Bir de bu türde verilen eserlerin seri kitap haline gelmesi kolaydır. Birçok polisiye kitabın kahramanı sevilince zaten hayattan beslenen konularla son derece dinamik bir alanda hareket edebilenyazarın kitapları kısa sürede aynı kahramanların başka maceraları ile devam eder.  Yayıncıları da memnun eden bu hızlı tüketime paralel hızlı üretim döngüsü işler. Bu süreçte yazarlar okurların görüşleri ile beslenir, güncel olaylardan da yola çıkarak diğer türlerde yazanlardan daha hızlı yol alır.
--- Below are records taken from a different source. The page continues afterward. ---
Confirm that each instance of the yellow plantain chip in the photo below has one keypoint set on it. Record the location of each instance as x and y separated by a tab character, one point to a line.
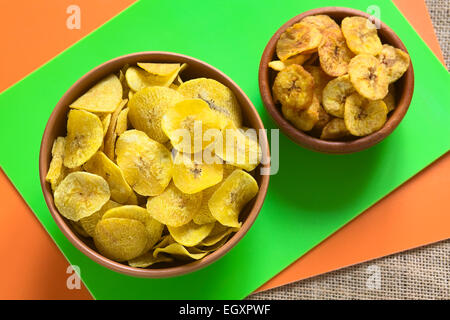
395	61
294	87
89	223
239	147
81	194
334	95
335	130
181	252
154	228
147	259
55	171
191	125
191	175
84	137
321	79
120	239
321	22
219	98
368	76
111	134
361	35
334	55
147	108
230	198
146	164
390	100
190	234
159	69
122	122
102	97
300	38
203	214
305	119
101	165
217	234
362	116
173	207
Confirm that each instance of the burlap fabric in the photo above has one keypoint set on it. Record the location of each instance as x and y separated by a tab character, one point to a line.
422	273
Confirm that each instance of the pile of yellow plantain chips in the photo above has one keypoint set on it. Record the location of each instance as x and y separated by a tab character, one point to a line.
336	82
124	176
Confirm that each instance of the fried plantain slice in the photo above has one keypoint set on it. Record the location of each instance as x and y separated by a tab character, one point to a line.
334	95
368	76
84	137
294	87
219	98
173	207
395	61
363	116
81	194
361	35
147	108
300	38
146	164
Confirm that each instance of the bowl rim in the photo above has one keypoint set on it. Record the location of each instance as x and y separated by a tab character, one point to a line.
316	144
142	272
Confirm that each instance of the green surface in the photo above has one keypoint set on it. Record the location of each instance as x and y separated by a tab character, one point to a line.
313	194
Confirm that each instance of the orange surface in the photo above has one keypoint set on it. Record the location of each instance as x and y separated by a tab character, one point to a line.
31	264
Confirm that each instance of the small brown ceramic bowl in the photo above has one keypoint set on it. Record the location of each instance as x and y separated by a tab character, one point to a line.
404	86
56	126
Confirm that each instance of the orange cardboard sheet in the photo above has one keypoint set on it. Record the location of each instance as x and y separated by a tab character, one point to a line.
33	267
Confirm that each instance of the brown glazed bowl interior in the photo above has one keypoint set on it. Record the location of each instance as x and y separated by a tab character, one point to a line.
56	126
404	89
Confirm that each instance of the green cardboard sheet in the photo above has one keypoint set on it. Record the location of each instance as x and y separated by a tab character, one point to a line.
313	194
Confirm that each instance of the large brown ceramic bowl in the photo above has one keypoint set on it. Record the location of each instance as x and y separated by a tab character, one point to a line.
56	126
404	86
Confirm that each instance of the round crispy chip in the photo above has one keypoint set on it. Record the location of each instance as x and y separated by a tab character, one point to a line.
146	164
102	97
334	95
390	98
122	121
189	123
81	194
147	260
219	98
89	223
305	119
294	87
335	130
334	54
101	165
173	207
120	239
300	38
395	61
361	35
55	169
321	22
84	137
363	116
321	79
111	134
147	108
154	228
230	198
190	234
239	147
368	76
192	175
181	252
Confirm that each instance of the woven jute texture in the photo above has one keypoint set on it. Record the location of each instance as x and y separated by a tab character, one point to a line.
422	273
Toplu yaşamanın getirisi olan kurallar ve bunların yıkımı halinde verilen cezalar insanların sürekli gündeminde olan konulardır. Bu nedenle topluma en yakın edebiyat türü olan polisiyeye okuru sahip çıkar. Ayrıca, insanın gizemi çözmeye olan merakı ile polisiyeler bugün hem edebi türler arasındaki yerini sağlamlaştırmış hem de satış listelerinde üst sıralarda kalmayı başarmıştır. Gördüğü talep,sinema ve televizyon yapımcılarının da ilgisini çekmiş, geniş kitlelerle buluşan yapımlar, kitap uyarlamaları sektörün devinimini hızlandırmıştır. Bugün bu diziler ve seri kitaplar, hızla değişen toplumun talepleri ile yeni soruların peşine düşse, misal artık katil değil de katletmenin nedenleri merak edilse de,polisiyeler bir çok okur için vazgeçilmezlerarasına girmiştir.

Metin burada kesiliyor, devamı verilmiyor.